The Sochi Winter Olympics are set to open Feb. 7, and it’s starting to look as if many fans have decided to give them a miss.
Listings of tickets put up for resale on a “fan to fan” website have soared almost 50 percent over the past week, with more than 3,100 offers now posted. Most offers include multiple tickets, up to a maximum eight per offer.
The U.S. website of CoSport, the exclusive ticket agent for North America and most of Western Europe, still lists seats available for some sought-after events such as the gold-medal match in men’s ice hockey. The Sochi 2014 website, the official sales outlet for residents of Russia and many other countries, has tickets available for more than 100 events.
The growing inventory on the fan-to-fan site suggests that “availability is far greater than demand,” says Marlies Hoedemaker, secretary of the EU Secondary Ticketing Association, an Amsterdam-based trade group for ticket-resale companies. Some buyers may have changed their minds about going, she says, while others may have bet—unsuccessfully—that if they bought tickets early they could resell them at a profit later when supplies ran low. People who resell on the Sochi-authorized fan-to-fan site can recoup only the ticket’s face value.
The Sochi 2014 organizing committee said last October that more than 60 percent of tickets had already been sold. No updated information is available, a committee spokeswoman tells Bloomberg Businessweek.
CoSport spokesman Michael Kontos says that ticket demand and sales in North America and Europe “have been in line with expectations” but declines to provide detailed numbers.
The Sochi organizing committee hasn’t said how many tickets were available overall. About 1.5 million tickets were sold for events at the 2010 Winter Games in Vancouver. The Sochi committee has said that 70 percent of tickets were reserved for Russians.
Russian President Vladimir Putin, whose government has spent a record-shattering $51 billion on the Winter Games, has scrambled to beef up security after the recent attacks in Volgograd.
Security, though, is only one concern.
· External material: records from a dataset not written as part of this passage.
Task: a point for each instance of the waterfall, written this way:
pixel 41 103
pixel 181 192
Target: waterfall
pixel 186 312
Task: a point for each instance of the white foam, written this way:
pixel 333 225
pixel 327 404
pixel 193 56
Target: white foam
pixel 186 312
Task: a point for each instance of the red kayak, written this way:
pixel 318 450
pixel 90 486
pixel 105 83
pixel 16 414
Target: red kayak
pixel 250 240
Despite Putin’s promise that the Winter Games would be affordable, costs for U.S. visitors could easily reach $10,000 per person, counting event tickets, airfare, hotel, and incidentals.
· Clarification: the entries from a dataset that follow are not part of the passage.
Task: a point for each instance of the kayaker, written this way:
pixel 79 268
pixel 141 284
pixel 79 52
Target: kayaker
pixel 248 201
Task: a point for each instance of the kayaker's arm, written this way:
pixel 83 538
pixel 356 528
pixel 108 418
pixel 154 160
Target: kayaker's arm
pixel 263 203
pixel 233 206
CoSport, for example, is offering a pair of tickets to the men’s bronze- and gold-medal hockey matches for $3,666 per person. Three nights in a Sochi hotel would cost another $1,584. The cheapest roundtrip airfare to Sochi from New York City during the games, according to several travel search engines, is more than $1,600 and requires long layovers in Istanbul or Moscow. Flights with more-convenient connections cost more than $4,000.
Although Lufthansa (LHA:GR) and Scandinavian Airlines (SAS:SS) are adding some direct flights during the Games, most flights to Sochi’s Adler airport require transit through Russian cities—a potential concern after recent attacks targeting transportation hubs. And while many earlier games were held in or near big cities where visitors could “combine a fun city trip with visiting the Olympics, in Sochi there are only the Olympics,” says Hoedemaker.
Fans hoping to grab last-minute deals on the fan-to-fan resale site are likely to be disappointed, as the Sochi organizers are tacking a 30 percent commission on each sale, even though many of the same tickets are still available elsewhere at the original face-value price.
Commercial ticket brokers aren’t selling many Winter Games tickets, as the organizing committee designated only a handful of authorized sales outlets and threatened stiff penalties against Russians who tried to resell tickets outside official channels. “My members have been offered a lot of tickets. I personally receive an e-mail each week with a spreadsheet full of inventory,” says Graham Burns, chairman of the London-based Association of Secondary Ticket Agents. But, he says, “the brokers don’t want to get involved.”